A block plane is a small metal-bodied woodworking hand plane which typically has the blade bedded at a lower angle than other planes, with the bevel up. It is designed to cut end grain and do touchup or finish work. It is typically small enough to be used with one hand.

== Description ==
Block planes vary in length from 3 to 7 inch. The most common standard angled block planes have the blade angled at ~20°. Low angle block planes have the blade angled at ~12°.

== Origin ==
According to Patrick's Stanley Blood and Gore, Stanley marketing materials describe the origin of the name of this tool as follows: "A Block Plane was first made to meet the demand for a Plane which could be easily held in one hand while planing across the grain, particularly the ends of boards, etc. This latter work many Carpenters call 'Blocking in', hence the name 'Block' Plane." Tradition also claims that the block plane gets its name from its traditional use to level and remove cleaver marks from butchers' blocks that were built with the end grain facing up.
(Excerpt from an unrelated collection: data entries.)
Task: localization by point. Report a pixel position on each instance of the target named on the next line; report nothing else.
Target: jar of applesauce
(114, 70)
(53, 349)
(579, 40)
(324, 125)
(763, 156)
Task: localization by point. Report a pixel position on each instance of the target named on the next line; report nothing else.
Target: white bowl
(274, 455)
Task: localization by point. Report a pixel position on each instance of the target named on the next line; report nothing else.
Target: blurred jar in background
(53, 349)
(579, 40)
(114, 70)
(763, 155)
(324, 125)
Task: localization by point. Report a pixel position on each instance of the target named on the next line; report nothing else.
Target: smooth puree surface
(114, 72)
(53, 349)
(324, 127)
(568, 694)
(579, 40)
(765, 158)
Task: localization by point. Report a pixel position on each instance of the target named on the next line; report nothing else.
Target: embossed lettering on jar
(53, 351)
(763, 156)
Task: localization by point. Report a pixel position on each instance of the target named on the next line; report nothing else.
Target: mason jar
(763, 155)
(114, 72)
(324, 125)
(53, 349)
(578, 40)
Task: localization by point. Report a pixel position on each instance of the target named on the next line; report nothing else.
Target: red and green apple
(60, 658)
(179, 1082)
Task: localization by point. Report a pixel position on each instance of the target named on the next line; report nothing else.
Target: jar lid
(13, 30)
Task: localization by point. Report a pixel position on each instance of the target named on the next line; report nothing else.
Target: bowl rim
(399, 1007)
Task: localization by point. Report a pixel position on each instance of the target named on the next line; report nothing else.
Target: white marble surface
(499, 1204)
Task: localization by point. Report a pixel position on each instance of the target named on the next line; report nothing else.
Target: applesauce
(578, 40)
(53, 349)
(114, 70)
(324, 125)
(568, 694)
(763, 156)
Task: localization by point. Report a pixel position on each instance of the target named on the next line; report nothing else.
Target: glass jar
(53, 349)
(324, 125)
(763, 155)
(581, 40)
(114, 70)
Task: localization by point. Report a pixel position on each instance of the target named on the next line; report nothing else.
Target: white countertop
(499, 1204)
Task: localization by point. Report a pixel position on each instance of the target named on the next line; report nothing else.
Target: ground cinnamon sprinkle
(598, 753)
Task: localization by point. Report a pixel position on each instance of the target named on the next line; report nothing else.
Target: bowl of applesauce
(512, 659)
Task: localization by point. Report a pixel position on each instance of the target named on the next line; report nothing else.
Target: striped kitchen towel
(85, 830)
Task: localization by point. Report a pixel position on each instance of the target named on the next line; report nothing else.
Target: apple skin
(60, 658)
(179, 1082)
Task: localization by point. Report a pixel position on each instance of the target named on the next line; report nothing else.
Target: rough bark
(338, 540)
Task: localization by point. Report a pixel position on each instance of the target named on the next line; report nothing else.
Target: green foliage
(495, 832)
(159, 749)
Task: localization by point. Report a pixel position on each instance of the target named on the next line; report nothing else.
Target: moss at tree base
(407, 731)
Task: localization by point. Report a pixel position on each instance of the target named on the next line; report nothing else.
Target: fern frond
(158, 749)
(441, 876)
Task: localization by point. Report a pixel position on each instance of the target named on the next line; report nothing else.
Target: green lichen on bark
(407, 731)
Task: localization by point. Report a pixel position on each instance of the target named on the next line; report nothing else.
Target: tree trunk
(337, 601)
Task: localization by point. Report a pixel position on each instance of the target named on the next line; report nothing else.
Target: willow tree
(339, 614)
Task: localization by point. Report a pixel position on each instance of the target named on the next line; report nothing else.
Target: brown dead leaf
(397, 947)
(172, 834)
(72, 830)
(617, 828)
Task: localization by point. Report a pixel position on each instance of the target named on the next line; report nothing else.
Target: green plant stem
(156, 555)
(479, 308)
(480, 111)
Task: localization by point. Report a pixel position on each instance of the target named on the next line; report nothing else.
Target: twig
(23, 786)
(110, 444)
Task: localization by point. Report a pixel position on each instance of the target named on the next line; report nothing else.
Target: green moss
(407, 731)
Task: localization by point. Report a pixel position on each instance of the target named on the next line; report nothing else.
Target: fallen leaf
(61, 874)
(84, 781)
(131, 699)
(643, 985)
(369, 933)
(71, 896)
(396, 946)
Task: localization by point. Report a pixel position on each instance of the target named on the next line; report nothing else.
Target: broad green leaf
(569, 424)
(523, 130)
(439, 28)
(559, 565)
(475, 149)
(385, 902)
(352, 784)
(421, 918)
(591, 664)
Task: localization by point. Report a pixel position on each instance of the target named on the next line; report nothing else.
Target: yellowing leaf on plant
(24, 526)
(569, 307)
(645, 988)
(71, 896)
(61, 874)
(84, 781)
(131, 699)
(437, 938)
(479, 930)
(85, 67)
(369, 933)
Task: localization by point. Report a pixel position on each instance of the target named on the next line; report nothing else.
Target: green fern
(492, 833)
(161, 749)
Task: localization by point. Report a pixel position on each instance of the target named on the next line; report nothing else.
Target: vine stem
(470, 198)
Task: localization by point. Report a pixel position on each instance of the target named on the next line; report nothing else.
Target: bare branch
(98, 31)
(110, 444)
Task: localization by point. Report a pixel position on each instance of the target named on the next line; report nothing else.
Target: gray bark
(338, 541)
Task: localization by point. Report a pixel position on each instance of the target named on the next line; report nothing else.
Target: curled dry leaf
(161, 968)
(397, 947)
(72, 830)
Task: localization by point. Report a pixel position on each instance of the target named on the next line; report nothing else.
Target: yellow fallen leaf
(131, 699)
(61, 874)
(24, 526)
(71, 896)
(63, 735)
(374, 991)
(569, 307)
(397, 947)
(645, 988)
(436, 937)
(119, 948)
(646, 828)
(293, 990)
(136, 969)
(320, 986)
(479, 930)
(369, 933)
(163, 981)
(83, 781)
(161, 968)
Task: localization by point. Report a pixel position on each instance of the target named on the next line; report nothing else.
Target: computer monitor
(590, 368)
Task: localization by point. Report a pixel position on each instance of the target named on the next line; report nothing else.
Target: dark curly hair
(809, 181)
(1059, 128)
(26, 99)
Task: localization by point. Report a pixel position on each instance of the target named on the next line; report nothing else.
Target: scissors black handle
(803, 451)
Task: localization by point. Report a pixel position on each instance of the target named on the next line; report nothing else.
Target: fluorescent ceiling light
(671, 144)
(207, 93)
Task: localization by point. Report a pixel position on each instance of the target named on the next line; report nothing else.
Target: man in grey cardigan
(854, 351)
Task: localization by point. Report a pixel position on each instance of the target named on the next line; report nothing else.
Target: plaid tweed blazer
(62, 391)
It is a common modern error to refer to older wooden-bodied bench planes as block planes, as they were made from a block of wood. Historically, the term “block plane” was not used before it was applied to small metal-bodied planes, which were designed and produced beginning in the 1860s.

== Usage ==
A block plane is frequently used for paring end grain. This is possible because a block plane has its blade set at a shallow bed angle, allowing the blade to slice through end grain more efficiently. The iron is frequently held by the frog at an angle sometimes as much as 45 degrees to the direction of travel, so that the cutting edge slices the wood fibers as they pass from one end of the cutting edge to the other.

A block plane has many other uses in woodworking. Typically, it is used for cleaning up components by removing thin shavings of wood in order to make a component fit within fine tolerances. Chamfering (angling square edges) and removing glue lines are some of the other uses woodworkers find for the block plane.